Hankin's firm handshake, fitness and look-you-in-the-eye conversation skills have been there for years, but the idea of joining the military took root last summer. He interned with a private-equity firm in Washington, D.C., saw himself in the corporate world after graduation and blinked. That's the professional world of Hankin's father Michael, the CEO of the Baltimore-based Brown Advisory and not necessarily Connor.
"Not that I didn't enjoy that, but it really made me realize I wanted to do something else," he said. "And that something else was some form of military service. It was a way to serve my country, make a difference and do something meaningful."
Hankin's grandfather was in the Navy briefly, and a close family friend was a colonel in the Army, but otherwise there's no strong military connection other than admiration.
"I've idolized military members for a long time and I thought about a service academy, more to myself, coming out of high school," Hankin said. "I would talk a lot with my dad and he said it was one thing he regretted not doing. It would be one thing I would regret not doing if I decided not to do it."
So he's doing it. Like Fisher, most people were floored by the news. Then they were proud.
"Everyone is very excited but very nervous too and continue to be," Hankin said. "My parents were extremely, extremely proud. Everyone's been really supportive, my entire extended family is very excited. It's been a completely positive reaction that I've gotten, which has helped."
Fisher loses a jockey and Hankin loses a promising career, but being a jump jockey in the United States is not the full-time, potentially lucrative job it is in England or Ireland, nor is it comparable to the life of an American flat jockey. Jump jockeys hold down other jobs - exercising horses, training on the side, whatever - and careers rarely last longer than 10 years. With his college degree and background, Hankin was always going to do something else.

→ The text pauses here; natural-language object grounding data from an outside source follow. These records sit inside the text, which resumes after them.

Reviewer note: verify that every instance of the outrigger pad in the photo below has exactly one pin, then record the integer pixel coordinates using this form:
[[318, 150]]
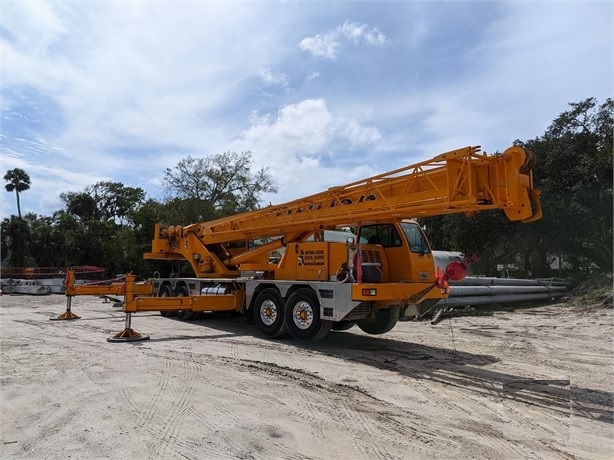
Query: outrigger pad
[[65, 316], [128, 335]]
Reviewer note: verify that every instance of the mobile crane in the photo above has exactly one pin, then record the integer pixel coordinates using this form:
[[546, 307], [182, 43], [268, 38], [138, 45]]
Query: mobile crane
[[275, 265]]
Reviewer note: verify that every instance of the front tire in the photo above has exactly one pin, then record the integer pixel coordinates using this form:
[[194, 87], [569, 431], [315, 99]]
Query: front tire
[[385, 320], [268, 313], [343, 325], [303, 317]]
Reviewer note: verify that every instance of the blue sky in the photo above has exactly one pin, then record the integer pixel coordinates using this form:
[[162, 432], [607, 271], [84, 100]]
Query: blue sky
[[323, 93]]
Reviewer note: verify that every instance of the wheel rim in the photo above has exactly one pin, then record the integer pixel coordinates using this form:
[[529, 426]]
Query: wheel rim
[[302, 314], [268, 312]]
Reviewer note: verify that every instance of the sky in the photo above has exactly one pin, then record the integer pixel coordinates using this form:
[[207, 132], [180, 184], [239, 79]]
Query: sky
[[322, 93]]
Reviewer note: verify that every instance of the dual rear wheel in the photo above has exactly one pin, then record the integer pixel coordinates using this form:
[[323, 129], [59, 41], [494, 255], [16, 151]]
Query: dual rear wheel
[[299, 316]]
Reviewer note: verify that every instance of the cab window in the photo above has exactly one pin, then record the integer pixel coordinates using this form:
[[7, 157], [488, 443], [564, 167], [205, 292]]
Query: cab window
[[415, 237]]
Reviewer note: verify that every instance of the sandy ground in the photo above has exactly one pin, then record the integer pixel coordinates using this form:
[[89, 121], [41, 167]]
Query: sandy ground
[[531, 384]]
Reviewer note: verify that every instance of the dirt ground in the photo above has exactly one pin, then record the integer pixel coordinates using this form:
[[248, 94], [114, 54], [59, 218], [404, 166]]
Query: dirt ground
[[532, 383]]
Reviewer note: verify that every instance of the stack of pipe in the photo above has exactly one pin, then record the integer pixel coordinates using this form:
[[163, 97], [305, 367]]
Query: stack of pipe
[[478, 290]]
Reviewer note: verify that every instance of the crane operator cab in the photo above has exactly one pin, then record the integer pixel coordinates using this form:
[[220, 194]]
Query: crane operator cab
[[407, 256]]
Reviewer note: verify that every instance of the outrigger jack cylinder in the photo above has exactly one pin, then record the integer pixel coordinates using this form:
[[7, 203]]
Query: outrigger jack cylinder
[[67, 314], [128, 334]]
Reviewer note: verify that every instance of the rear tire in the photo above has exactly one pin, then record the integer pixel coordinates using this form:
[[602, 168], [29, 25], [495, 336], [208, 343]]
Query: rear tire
[[268, 313], [303, 317], [385, 320], [184, 315]]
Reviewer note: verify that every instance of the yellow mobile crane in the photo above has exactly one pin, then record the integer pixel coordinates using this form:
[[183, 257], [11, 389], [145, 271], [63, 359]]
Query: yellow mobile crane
[[275, 265]]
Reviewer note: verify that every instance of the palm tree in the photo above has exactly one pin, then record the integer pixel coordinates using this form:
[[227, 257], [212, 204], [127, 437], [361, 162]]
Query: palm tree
[[19, 181]]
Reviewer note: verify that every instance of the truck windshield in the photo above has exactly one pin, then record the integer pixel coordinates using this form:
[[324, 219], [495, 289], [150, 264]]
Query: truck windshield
[[415, 237]]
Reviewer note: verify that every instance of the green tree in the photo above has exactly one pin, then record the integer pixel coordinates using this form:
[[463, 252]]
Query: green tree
[[215, 186], [16, 239], [18, 181], [574, 174]]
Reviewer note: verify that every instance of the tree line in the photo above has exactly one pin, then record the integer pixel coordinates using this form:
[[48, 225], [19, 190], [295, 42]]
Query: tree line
[[110, 225]]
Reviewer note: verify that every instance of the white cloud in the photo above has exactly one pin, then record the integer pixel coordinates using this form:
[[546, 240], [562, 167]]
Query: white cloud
[[271, 77], [329, 44], [296, 145]]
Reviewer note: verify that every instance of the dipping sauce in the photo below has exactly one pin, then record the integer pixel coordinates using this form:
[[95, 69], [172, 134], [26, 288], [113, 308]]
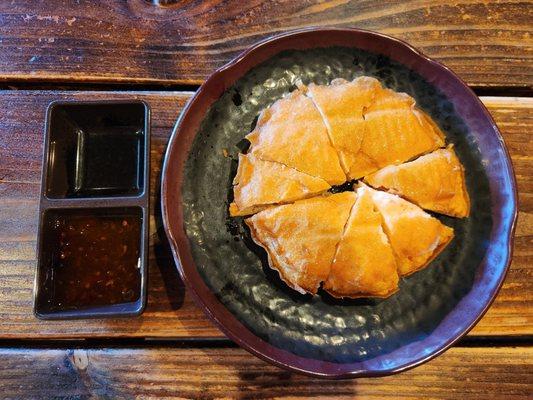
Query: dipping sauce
[[94, 262]]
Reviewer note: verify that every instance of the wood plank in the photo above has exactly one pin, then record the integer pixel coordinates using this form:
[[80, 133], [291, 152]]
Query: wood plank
[[171, 311], [465, 373], [488, 43]]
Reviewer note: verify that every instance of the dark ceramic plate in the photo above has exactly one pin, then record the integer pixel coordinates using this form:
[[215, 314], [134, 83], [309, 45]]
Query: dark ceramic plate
[[228, 273]]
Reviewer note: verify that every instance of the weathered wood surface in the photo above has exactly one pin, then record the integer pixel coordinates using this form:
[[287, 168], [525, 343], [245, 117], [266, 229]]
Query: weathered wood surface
[[171, 311], [460, 373], [486, 43]]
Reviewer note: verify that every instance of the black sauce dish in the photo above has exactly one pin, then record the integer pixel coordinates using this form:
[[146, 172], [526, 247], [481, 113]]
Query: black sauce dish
[[92, 248]]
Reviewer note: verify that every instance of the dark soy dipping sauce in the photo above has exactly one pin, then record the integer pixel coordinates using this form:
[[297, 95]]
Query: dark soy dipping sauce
[[95, 261]]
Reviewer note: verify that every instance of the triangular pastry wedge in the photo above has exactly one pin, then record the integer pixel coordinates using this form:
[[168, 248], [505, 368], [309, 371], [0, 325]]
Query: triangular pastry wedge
[[364, 264], [434, 181], [395, 132], [292, 132], [259, 184], [371, 126], [300, 238], [341, 104], [416, 237]]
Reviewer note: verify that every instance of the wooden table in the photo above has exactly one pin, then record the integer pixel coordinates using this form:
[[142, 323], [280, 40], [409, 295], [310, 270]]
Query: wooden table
[[137, 50]]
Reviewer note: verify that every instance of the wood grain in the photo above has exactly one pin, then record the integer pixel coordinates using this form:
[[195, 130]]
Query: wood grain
[[486, 43], [171, 311], [460, 373]]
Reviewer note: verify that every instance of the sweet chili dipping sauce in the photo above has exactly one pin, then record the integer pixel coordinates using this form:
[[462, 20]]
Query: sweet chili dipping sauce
[[95, 262]]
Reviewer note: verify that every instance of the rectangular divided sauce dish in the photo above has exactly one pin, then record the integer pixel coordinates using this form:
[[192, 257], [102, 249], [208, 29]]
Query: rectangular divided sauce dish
[[92, 248]]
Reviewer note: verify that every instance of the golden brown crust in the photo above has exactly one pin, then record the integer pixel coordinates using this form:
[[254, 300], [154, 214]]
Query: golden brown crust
[[434, 181], [357, 245], [301, 238], [293, 133], [259, 184], [364, 263], [416, 237]]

"We've had conversations in the past where I said that you don't want to do this for your livelihood," Fisher said. "But my plan was he was going to go into the financial world and make a lot of money and then support me with some horses to train."
Not that Hankin considered riding races a hobby. He was 11 when his family's Bug River won the Maryland Hunt Cup and helped ignite the idea. Then came a pony named Scooby Do, pony races, point-to-points, galloping racehorses, riding in the Hunt Cup, getting on horses for Fisher and a spot in the top five. He's won 19 NSA races in his life, 15 in the last two years without riding full-time until this year.
Racing became his "fifth class" at school and, in part because of the looming career choice, he dove in further this spring. He kept an Equiciser and a horse at school, came home every weekend to get on horses, rode races and was as busy as any jockey on the circuit from March through May.
"We set out to have a great spring and do it the way we've done it," Hankin said, "but nothing about the way the spring went was going to change my decision. If anything, being successful has made it more difficult. It makes leaving it behind a little bit harder."
He says he's only had one "oh crap" moment, in early May after a busy weekend of riding races on back-to-back days, but then he moved on.
After today, he moves on again and - as even Fisher will admit - we're all better for it.